When Esther Dyson asked me to participate in a panel at the Louisville Innovation Summit called “Real-world Care Technologies for Medicaid/Medicare Recipients That Institutions Actually Deploy” next week, I could hear the frustration in her voice in the name of the panel. “Make something useful that people will actually use.”
I stumbled on the word “technology.” What if we said, “real-world care solutions for Medicaid/Medicare recipients that institutions actually deploy.” Is there a difference? Yes. A solution solves a problem. How we solve a problem shouldn’t be the focus.
I think our customers would say, “if you have to do it with technology, fine.” They are not excited about technology. Who can blame them? In health care, technology has created real-world unhappiness, implementation complexity, low morale and a poor user experience for patients and care providers. To our buyer, technology invokes extra steps on the way to getting the problem solved: IT implementation backlogs, security review, and anxiety about data stewardship.
It would be best if the solution was apparent and the technology disappeared.
Which reminds me of this story:
The architect hired to re-design a famous museum pitched his designs to the Board of Trustees as follows: He said, “If you give me enough money, I’ll design you a beautiful building. If you give me more, I’ll make it disappear.” What a seduction!
Can technology ever be so good it disappears? Yes! Here’s an example: my husband and I were on a long drive recently on an unfamiliar road. I was driving and we were deeply engrossed in a conversation. The kids were asleep in the back of the car. For a moment, in our busy lives, it felt like we had all the time in the world, just to talk.
I had forgotten the one earphone in my left ear. At the right moment, Google maps told me to turn right, and I did so effortlessly, without even a pause in the conversation, as if we were driving a route we had driven hundreds of times. The conversation stayed in the foreground, the technology disappeared where it belonged.
Health care technology needs to disappear. Instead, it’s ugly, heavy infrastructure is everywhere. EHRs interfere with conversations, portals and call centers do not recognize us the way our consumer technology does, fancy algorithms serve only to generate paper lists. We are, perhaps, at the peak of ugly, cumbersome, awful technology. It can only get better from here.
We urgently need conversations that are not interrupted by technology. Better conversations are key to higher quality, lower cost care and better patient experience. Motivational interviewing, advanced care planning, shared decisionmaking and good old thoughtful recommendations all require time-consuming and often intimate conversations that can make both patient and provider feel quite vulnerable. These conversations can never be replaced, but they can be supported by…technology, especially the disappearing, consumer-friendly kind.

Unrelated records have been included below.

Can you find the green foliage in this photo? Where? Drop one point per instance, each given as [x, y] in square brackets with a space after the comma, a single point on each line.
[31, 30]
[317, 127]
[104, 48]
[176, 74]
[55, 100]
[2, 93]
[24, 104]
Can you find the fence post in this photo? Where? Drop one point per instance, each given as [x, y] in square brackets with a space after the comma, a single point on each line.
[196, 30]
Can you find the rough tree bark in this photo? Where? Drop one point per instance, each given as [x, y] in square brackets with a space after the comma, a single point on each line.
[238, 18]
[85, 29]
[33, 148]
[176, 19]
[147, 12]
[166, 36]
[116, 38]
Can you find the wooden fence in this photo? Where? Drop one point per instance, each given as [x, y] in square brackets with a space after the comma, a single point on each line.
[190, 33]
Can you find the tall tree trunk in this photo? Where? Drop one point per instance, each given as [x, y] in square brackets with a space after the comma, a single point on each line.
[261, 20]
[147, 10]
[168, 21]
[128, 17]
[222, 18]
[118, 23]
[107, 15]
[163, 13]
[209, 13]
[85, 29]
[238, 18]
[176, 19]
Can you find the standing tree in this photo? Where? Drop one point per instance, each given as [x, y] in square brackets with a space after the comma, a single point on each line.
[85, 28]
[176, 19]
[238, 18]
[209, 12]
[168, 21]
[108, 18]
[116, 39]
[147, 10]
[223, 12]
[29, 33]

Patients and providers are so desperate to relate as humans again. We don’t need to throw out the technology, it just needs to disappear. Soon.
Hilary Hatch is the Founder and CEO of VitalScore.
The paradigm paralysis of our nation’s healthcare has a death-hold on our healthcare industry. Just look at the last post from “It Does Not Add Up” by Jack Heidl. I surmise that a widely acknowledged and supported set of fundamental definitions will be required. It is likely that widely divergent views already exist for such an effort . I propose my own list for: HEALTH, CARING RELATIONSHIP, SOCIAL CAPITAL, COMMON GOOD and INSTITUTION. A possible definition for these five terms can be found on the home Page of: http://www.nationalhealthusa.net I particularly like the definition of an Institution, as proposed by Nobel Prize Winner, Elinor Ostrom (especially its last two words).
I spent nearly 40 years during my Primary Care practice using a hospital order form that was coupled with real time sequential physician notes. You could easily determine who was directing various elements and timing of the person’s hospital care. Nothing in the care plan of any EMR for a hospital in Omaha can tell you who ordered what or when. The need to dig deeper is prevented by the loss of time efficiency to figure it out. The mental energy invested in this scenario precludes any meaningful investment in a connection with the patient. Given the huge investment in these EMR to date, I am not optimistic. I vote to terminate the “meaningful use” federal initiative.
Amen to this! Technology should be in the background. Not between the physician and the patient.
3. Any sufficiently advanced technology is indistinguishable from magic.